Published in final edited form as: Science. 2006 Feb 10;311(5762):847–851. doi: 10.1126/science.1115035

Caspases 3 and 7: Key Mediators of Mitochondrial Events of Apoptosis

Saquib A Lakhani 1,2, Ali Masud 1,2, Keisuke Kuida 6, George A Porter Jr 2, Carmen J Booth 3, Wajahat Z Mehal 1,4, Irteza Inayat 4, Richard A Flavell 1,5,*
PMCID: PMC3738210  NIHMSID: NIHMS335053  PMID: 16469926

Abstract

The current model of apoptosis holds that upstream signals lead to activation of downstream effector caspases. We generated mice deficient in the two effectors, caspase 3 and caspase 7, which died immediately after birth with defects in cardiac development. Fibroblasts lacking both enzymes were highly resistant to both mitochondrial and death receptor–mediated apoptosis, displayed preservation of mitochondrial membrane potential, and had defective nuclear translocation of apoptosis-inducing factor (AIF). Furthermore, the early apoptotic events of Bax translocation and cytochrome c release were also delayed. We conclude that caspases 3 and 7 are critical mediators of mitochondrial events of apoptosis.


Mitochondria play a central role in apoptosis. Mitochondrial outer membrane permeabilization (MOMP) leads to release of proapoptotic factors such as cytochrome c and AIF (1). Furthermore, loss of mitochondrial membrane potential (Δψm) is thought to contribute to cell death by disruption of normal mitochondrial function (2, 3). Interaction of members of the Bcl-2 family of proteins regulates MOMP, the key event of cytochrome c release into the cytoplasm (3, 4). What is less clear, however, is the precise role of caspase proteases in mitochondrial events of apoptosis. Although upstream caspases, such as caspase 2 and caspase 8, affect mitochondrial events in both death-receptor and mitochondrial pathways of apoptosis, either directly or through interaction with Bcl-2 family members, the role of presumed downstream “effector” caspases in this process is less clear (5, 6). Therefore, we studied the two highly related effectors, caspase 3 and caspase 7, to elucidate their functions in apoptosis.

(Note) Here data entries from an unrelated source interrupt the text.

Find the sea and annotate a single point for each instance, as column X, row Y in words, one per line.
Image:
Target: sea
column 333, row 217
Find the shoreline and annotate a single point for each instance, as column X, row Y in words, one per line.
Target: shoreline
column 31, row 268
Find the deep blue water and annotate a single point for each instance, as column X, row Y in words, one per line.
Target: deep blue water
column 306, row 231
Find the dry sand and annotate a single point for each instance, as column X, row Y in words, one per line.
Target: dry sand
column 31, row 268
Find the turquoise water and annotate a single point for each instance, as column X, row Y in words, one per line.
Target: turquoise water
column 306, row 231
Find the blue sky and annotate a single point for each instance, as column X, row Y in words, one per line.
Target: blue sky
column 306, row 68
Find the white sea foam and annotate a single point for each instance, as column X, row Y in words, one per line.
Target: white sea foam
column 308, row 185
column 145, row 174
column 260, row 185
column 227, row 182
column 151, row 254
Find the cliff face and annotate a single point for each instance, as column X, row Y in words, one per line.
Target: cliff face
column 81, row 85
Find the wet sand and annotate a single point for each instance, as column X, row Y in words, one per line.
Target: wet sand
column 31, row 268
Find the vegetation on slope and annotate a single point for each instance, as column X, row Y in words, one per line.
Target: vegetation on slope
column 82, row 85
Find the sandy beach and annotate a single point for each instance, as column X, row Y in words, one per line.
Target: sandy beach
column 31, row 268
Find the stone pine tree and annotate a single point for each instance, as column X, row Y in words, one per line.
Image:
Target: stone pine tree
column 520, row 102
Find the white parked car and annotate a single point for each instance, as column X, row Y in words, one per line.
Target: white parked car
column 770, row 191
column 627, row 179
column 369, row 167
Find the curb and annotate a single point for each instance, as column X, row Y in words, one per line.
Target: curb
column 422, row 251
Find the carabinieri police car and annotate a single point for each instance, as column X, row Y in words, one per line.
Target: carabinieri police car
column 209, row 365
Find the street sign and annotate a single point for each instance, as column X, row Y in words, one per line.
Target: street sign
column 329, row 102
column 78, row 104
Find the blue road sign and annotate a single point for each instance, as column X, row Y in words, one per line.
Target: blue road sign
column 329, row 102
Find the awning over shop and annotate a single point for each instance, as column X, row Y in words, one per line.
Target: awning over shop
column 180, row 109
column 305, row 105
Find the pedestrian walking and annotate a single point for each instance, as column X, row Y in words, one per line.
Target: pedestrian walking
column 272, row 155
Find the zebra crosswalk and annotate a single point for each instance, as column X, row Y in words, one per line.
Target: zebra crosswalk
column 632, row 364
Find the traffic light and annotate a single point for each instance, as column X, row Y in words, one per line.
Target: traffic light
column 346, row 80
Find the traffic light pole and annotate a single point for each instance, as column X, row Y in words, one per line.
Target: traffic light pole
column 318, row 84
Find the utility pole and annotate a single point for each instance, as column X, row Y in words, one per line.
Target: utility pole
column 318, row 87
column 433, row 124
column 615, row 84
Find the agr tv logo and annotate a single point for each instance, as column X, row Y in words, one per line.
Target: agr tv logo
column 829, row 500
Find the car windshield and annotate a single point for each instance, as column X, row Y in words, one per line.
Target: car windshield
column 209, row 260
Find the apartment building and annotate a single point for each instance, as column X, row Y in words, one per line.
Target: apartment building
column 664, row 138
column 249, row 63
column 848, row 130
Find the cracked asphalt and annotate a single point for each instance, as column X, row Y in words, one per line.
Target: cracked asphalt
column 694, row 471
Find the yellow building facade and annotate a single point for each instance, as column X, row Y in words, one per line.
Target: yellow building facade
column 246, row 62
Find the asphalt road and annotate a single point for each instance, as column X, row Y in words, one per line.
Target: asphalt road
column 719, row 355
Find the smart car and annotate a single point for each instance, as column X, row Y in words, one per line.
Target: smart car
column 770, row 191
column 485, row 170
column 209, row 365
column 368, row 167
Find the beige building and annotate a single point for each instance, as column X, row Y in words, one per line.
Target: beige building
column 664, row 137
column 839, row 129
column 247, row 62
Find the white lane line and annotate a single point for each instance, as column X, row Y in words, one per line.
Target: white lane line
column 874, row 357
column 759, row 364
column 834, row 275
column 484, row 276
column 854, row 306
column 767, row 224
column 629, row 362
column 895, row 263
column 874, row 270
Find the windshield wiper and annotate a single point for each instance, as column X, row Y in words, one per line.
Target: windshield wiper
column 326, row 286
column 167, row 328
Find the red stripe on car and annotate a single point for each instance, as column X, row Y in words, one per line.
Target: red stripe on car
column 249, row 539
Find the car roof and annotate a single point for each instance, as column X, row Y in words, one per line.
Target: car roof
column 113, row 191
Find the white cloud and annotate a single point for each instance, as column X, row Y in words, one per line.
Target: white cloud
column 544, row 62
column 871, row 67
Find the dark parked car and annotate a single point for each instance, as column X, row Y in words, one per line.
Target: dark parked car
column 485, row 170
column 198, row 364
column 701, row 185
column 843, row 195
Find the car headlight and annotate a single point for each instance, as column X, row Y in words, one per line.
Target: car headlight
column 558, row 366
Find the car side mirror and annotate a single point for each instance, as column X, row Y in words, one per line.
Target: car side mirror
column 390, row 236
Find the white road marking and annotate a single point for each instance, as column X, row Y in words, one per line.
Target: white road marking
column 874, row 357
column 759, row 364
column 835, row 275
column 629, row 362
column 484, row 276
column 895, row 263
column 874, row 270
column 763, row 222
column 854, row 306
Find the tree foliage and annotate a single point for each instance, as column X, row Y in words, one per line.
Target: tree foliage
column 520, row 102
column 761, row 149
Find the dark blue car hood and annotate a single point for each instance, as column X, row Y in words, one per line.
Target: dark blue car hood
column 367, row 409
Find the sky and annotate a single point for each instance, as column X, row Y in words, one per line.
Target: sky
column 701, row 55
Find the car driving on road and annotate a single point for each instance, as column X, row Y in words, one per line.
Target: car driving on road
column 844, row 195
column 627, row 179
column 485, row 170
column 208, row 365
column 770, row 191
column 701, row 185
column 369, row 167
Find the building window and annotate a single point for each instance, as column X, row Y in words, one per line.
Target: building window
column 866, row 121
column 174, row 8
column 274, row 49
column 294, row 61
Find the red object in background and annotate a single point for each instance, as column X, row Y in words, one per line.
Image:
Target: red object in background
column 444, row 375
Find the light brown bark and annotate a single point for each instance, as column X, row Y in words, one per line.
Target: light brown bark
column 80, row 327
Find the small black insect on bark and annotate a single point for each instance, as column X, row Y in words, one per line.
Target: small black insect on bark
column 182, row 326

We generated caspase 7−/− mice (fig. S1), which were born in ratios consistent with Mendelian inheritance. They had normal appearance, organ morphology, and lymphoid development. When caspase 7−/− mouse embryonic fibroblasts (MEFs) were treated with inducers of apoptosis, they exhibited a slight survival advantage as compared with wild-type MEFs. Apoptosis caused by a range of insults in other caspase 7−/− cells proceeded normally, however, including the death of activated T cells following stimulation of the T cell receptor, thymocyte apoptosis, Fas-mediated death of B cells, and Fas-mediated death of hepatocytes (fig. S2).

Caspase 3, which is structurally similar to caspase 7, might compensate for the lack of caspase 7, which would lead to this relatively mild antiapoptotic phenotype (7, 8). Thus, we bred caspase 7−/− mice to caspase 3−/− mice previously described by our laboratory (9). The embryonic stem cells containing the mutation were from the 129/SvJ genetic background. Mice derived from these embryonic stem cells were backcrossed six generations onto the C57BL/6 background. We obtained no live caspase 3−/−/caspase 7−/− double-knockout (DKO) mice when progeny were genotyped at an age of 10 to 14 days. DKO mice were present at normal Mendelian numbers through embryonic day 20 (E20), but died rapidly after birth. A small percentage (~10%) of both caspase 3−/−/caspase 7+/− and DKO embryos displayed exencephaly, likely due to the absence of caspase 3 in combination with residual genes from the 129/SvJ background (10). The majority of E20 DKO embryos had a grossly normal appearance. This suggests that neither caspase 3 nor caspase 7 are important for brain development on the C57BL/6 genetic background.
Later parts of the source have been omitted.